"Helen was tough as nails and she would never, ever back down from any fight,” said Hogan, “One time during a convention in Philadelphia when a longshoreman hurled an insult at her, Helen famously responded by throwing a punch at the guy."
A feisty spirit in her own right, Senator Barbara Mikulski recalled the time when she and Bentley took on a colonel with the Army Corps of Engineers.
"By the time Helen and I were ready to jump over the table, the colonel picked up the phone, called the general, the head of the Corps of Engineers in Washington and said, 'I've got Bentley and Mikulski in this room. We've got to give them what the hell they want or you have to transfer me to a war zone. I will be happy facing nuclear weapons than these two gals,’" said Mikulski.
A longtime friend, David Blumberg, represented Bentley's family at the memorial, also recalling her no-nonsense style.
"For our first meeting in 1971 when I applied to be her intern at the Federal Maritime Commission, her first question on me was, 'What candy-assed private school did your parents pay for?" Blumberg said.
In recent years, Bentley remained actively involved in the port's affairs refusing to back down.
The head of the state's Port Administration, James White, recalled a telephone call from the transportation secretary's office six years ago.
"Helen ticked somebody off.
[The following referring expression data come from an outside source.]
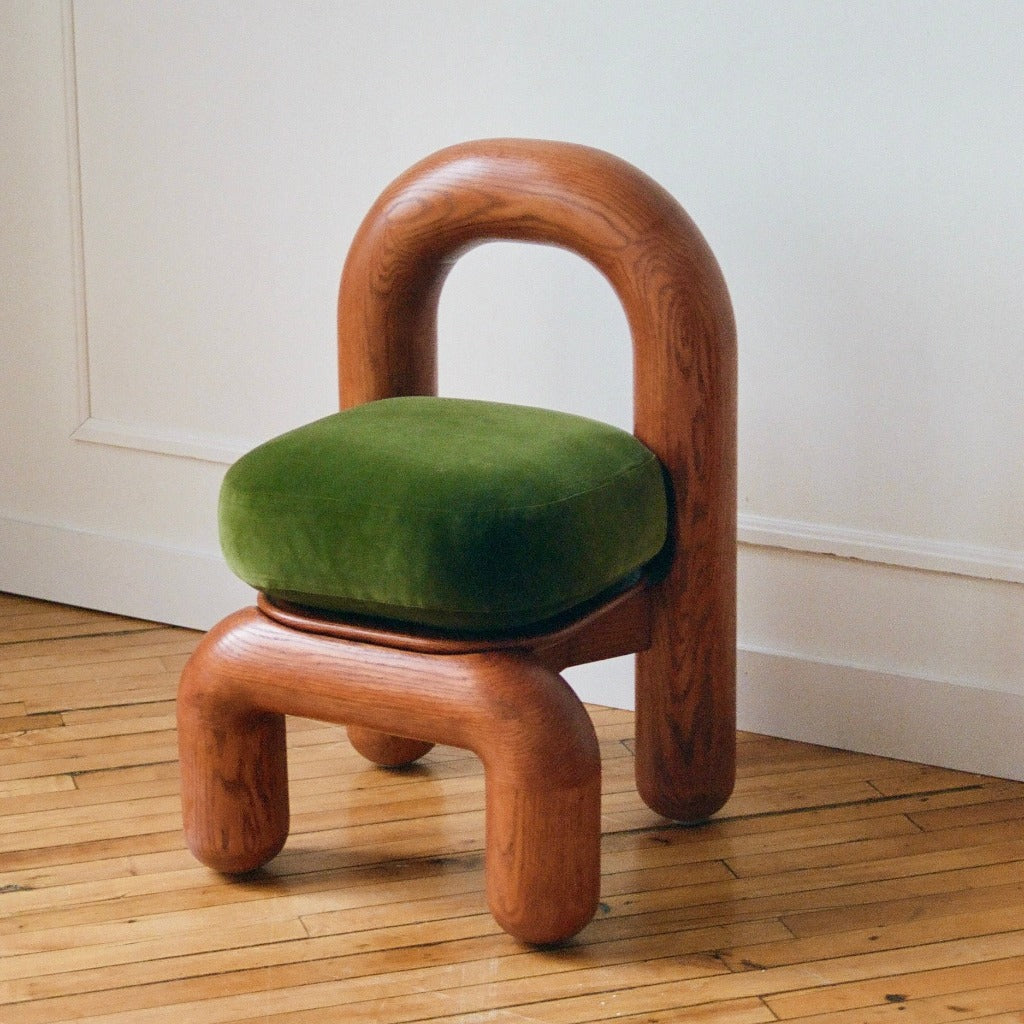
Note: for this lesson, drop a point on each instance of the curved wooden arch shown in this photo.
(684, 353)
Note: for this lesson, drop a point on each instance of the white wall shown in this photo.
(180, 182)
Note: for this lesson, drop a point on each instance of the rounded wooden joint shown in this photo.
(384, 750)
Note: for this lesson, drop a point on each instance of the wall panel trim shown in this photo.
(884, 549)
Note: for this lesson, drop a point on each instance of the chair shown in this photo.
(483, 684)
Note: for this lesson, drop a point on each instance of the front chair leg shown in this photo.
(543, 780)
(233, 772)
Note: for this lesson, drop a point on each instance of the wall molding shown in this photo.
(161, 440)
(895, 716)
(90, 428)
(885, 549)
(121, 574)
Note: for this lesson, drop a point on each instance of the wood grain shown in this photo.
(684, 377)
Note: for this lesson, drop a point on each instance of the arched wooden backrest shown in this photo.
(684, 352)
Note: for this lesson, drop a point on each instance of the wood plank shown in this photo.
(829, 882)
(897, 990)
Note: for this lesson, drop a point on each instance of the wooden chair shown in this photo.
(400, 689)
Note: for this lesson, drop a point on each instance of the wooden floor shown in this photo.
(834, 887)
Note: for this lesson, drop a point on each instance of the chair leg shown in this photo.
(233, 776)
(384, 750)
(540, 753)
(686, 718)
(543, 857)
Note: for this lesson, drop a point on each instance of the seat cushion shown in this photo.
(464, 515)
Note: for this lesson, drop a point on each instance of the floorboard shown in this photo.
(833, 887)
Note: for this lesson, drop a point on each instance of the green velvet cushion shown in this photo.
(465, 515)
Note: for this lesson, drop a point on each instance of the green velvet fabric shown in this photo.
(469, 516)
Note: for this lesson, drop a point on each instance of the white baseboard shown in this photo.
(923, 720)
(121, 574)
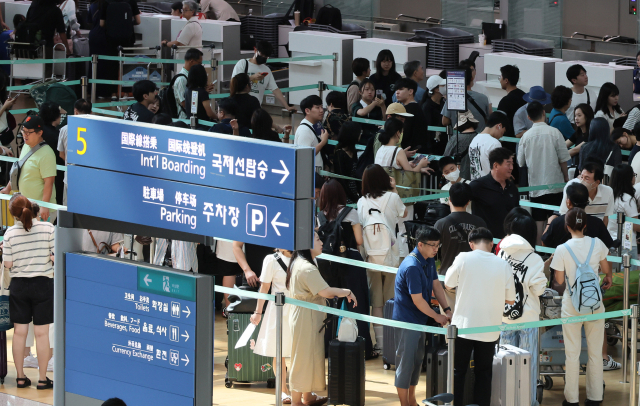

They instructed me to terminate her consulting contract with the port,” said White, “The first vision I had was laying on the floor with a five foot two woman standing on my chest saying, 'Go to hell, Jim!'"
Bentley won that battle as well, and for all of the laughs and memorable moments, Reverend Monsignor John L. FitzGerald of the Apostleship of the sea said her legacy reached well beyond the port she loved so much.
"So many families with roofs over their houses, food on their tables, children with books and schools to learn from, employment for their old-age retirement. Helen, you've done the work of God. God bless you. Amen."